One of the big advantages of an RT simulator is providing training and skills maintenance without radiation. Virtual reality (VR) is used to simulate the entire inspection setup, from walking into the X-ray room, to setting up the position of the source, specimen, detector, image quality indicators (IQI), and     even markers. By using VR, a student can gain experience with changing parameters without first providing radiation safety training or worrying about students complying with safely requirements.


For radiographic testing training, virtual reality is used to simulate the entire inspection setup.

How does RT in VR work? VR goggles are worn to view the virtual setup which includes both a lab and X-ray room virtual environment. The virtual radiographer can add markers on the part, such as a serial number, as well as pick out the correct IQI from the virtual drawer and place it on the part. The radiographer sees a set of virtual hands that move based on their movements. After completing the virtual shot, an image is displayed corresponding to the settings chosen, including source-to-film distance and exposure time.
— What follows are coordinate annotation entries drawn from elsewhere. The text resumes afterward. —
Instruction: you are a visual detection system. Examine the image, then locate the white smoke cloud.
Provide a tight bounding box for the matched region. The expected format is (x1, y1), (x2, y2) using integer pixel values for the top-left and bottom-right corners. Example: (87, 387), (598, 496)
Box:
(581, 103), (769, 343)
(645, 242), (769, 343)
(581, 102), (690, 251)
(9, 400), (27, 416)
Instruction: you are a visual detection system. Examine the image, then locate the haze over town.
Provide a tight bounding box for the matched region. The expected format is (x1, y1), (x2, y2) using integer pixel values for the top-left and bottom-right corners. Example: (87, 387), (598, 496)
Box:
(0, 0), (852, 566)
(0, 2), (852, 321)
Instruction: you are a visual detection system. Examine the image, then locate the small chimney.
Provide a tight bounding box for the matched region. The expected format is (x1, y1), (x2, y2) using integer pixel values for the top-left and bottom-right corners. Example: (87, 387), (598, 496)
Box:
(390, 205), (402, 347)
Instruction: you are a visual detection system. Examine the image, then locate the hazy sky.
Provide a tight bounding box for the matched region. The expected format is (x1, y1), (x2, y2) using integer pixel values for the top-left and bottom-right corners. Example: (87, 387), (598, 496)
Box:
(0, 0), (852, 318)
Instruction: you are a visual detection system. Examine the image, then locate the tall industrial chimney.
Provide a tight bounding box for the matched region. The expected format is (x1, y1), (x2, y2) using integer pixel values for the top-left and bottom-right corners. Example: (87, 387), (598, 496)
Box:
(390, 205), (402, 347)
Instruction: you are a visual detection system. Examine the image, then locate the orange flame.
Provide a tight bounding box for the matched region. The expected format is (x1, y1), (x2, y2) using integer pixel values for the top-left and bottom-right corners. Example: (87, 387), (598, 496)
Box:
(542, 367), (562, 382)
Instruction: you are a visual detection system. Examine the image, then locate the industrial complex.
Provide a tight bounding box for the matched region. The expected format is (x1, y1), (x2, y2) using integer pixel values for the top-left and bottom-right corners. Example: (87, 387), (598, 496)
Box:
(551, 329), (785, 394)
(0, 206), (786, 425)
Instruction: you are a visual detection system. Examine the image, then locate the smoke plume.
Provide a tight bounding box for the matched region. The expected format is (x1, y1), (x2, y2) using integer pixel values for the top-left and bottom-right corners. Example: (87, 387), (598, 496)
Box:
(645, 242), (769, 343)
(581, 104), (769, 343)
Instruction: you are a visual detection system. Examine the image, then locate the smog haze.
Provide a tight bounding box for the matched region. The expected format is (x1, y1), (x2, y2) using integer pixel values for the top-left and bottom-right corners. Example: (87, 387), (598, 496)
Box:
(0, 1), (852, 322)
Additional benefits of teaching the practical aspects of RT using VR include the ability to have each student with a headset use the VR X-ray room at the same time, change and reposition parts without the need for special lifting equipment, and the ability to change the radiographic source between various X-ray levels, including gamma isotopes such as iridium.


A benefit of teaching the practical aspects of radiography using VR includes the ability to change the radiographic source between various X-ray levels, including gamma isotopes such as iridium.

Additional benefits of teaching the practical aspects of radiography using VR include the ability to have each student with a headset use the VR X-ray room at the same time, change and reposition parts without the need for special lifting equipment, and the ability to change the radiographic source between various X-ray levels, including gamma isotopes such as iridium. While VR cannot replace taking an X-ray shot in the real world, it can go a long way toward augmenting training so that by the time a student takes their first real life radiograph, they have a much better understanding of how to set up a good shot.

As computing power increases, virtual reality improves, and smart phones become ever more multifunctional, new simulator options will evolve that further blend the line between hands-on and computer-based learning. While the systems discussed in this article are those that run on a laptop, it is possible that in the near future such systems could be powered via the web to share a large database of examples. Another interesting feature could be including random defect positioning so that one virtual mock-up exercise actually corresponds to a set of different situations.

One thing is sure, ideas that people once only dreamed about are becoming a reality.